NFTs have also caught the attention of early adopters of computer-based digital art, such as Rebecca Allen, a research professor and the founding chair of the department of design media arts in the UCLA School of the Arts and Architecture. She was invited by a new NFT venture called Kanon to be part of an NFT art collection, K21, with works by 21 artists. The curators at Kanon want to serve as a model for the future of art collections and asked Allen to provide historical context to contemporary digital art by including “Swimmer (on black)” (1981), her historical work of 3D human motion.
“Forty years ago, people just didn’t know what digital art was or why it would be important, and it’s only now that people are starting to understand its history and what it meant to create it,” Allen said.

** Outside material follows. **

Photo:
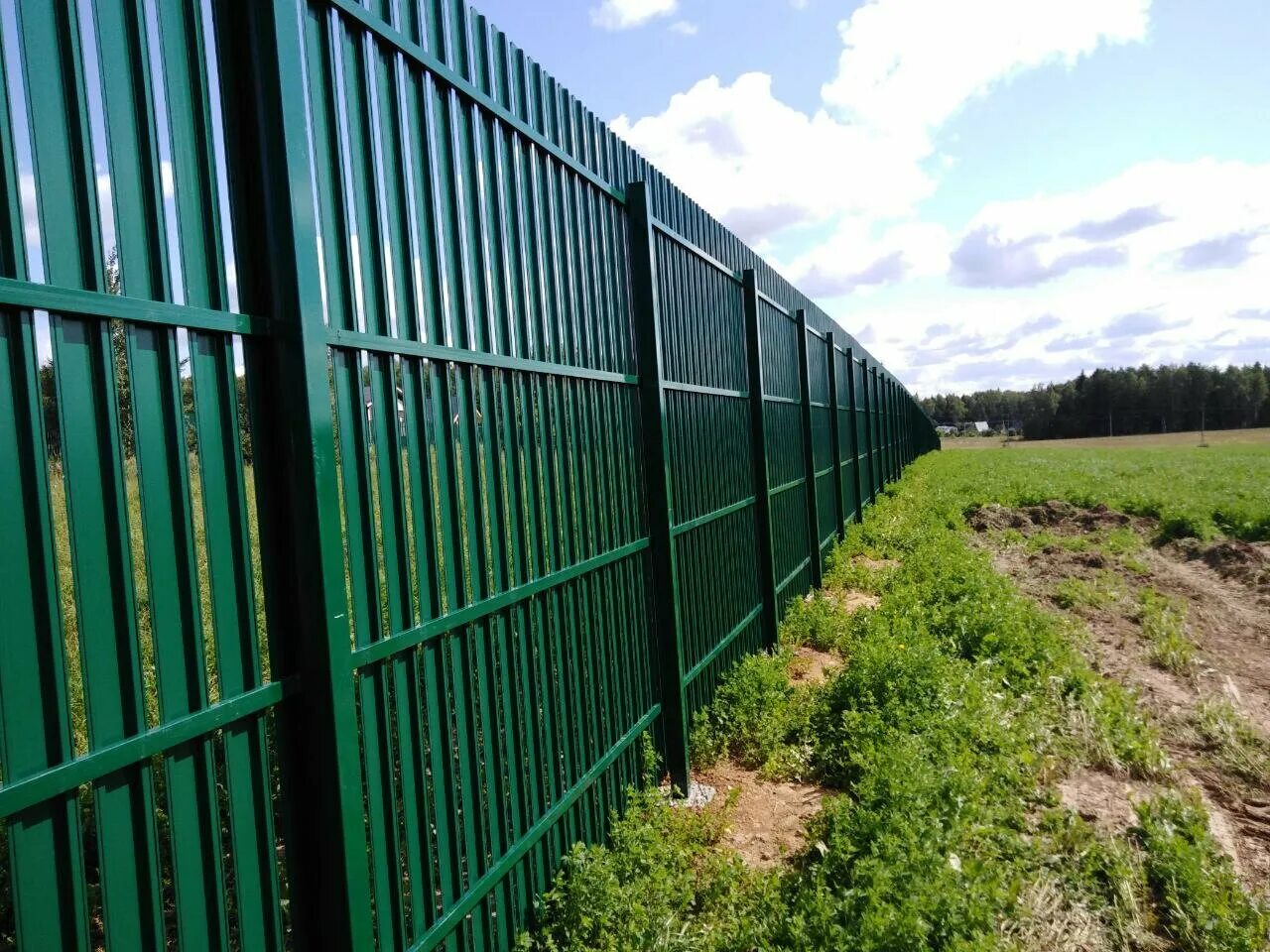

Casey Reas, a visual artist and a professor of design media arts at UCLA, co-founded the NFT marketplace Feral File, and curated a show of web-based work by international artists in March called “Social Codes” that quickly sold out. The pieces sold in editions of 75, for $75 each. They were sold for U.S. dollars rather than cryptocurrency, and the platform runs on the Bitmark blockchain, which has a tiny carbon footprint — about one-millionth of the amount of the Bitcoin proof-of-work blockchain.
Reas applauds the use of blockchain for giving digital artists more control over their work, but worries that financial opportunities are not distributed equally.
“A lot of friends of mine are making substantial money off of NFTs,” he said, while he also sees artists making little to no money. “I think a lot of the problems of the art market are amplified through the NFT space. And that was one thing that I was hoping NFTs would fix.”
So are NFTs a bubble? It’s difficult to speculate on such a nascent economic sector. The fine art world has seen rising auction sales for decades, and the stock market has seen record gains as well. Many predict that once the dust settles, newcomers who are rushing in and grabbing money with celebrity partnerships and endorsements will leave, and serious artists and collectors will remain.
Reas is guardedly optimistic.
“My intuition about NFTs is that it had a boom, it’s sort of busted a little bit, it may bust more, but I think it’s going to be around for a very long time,” he said.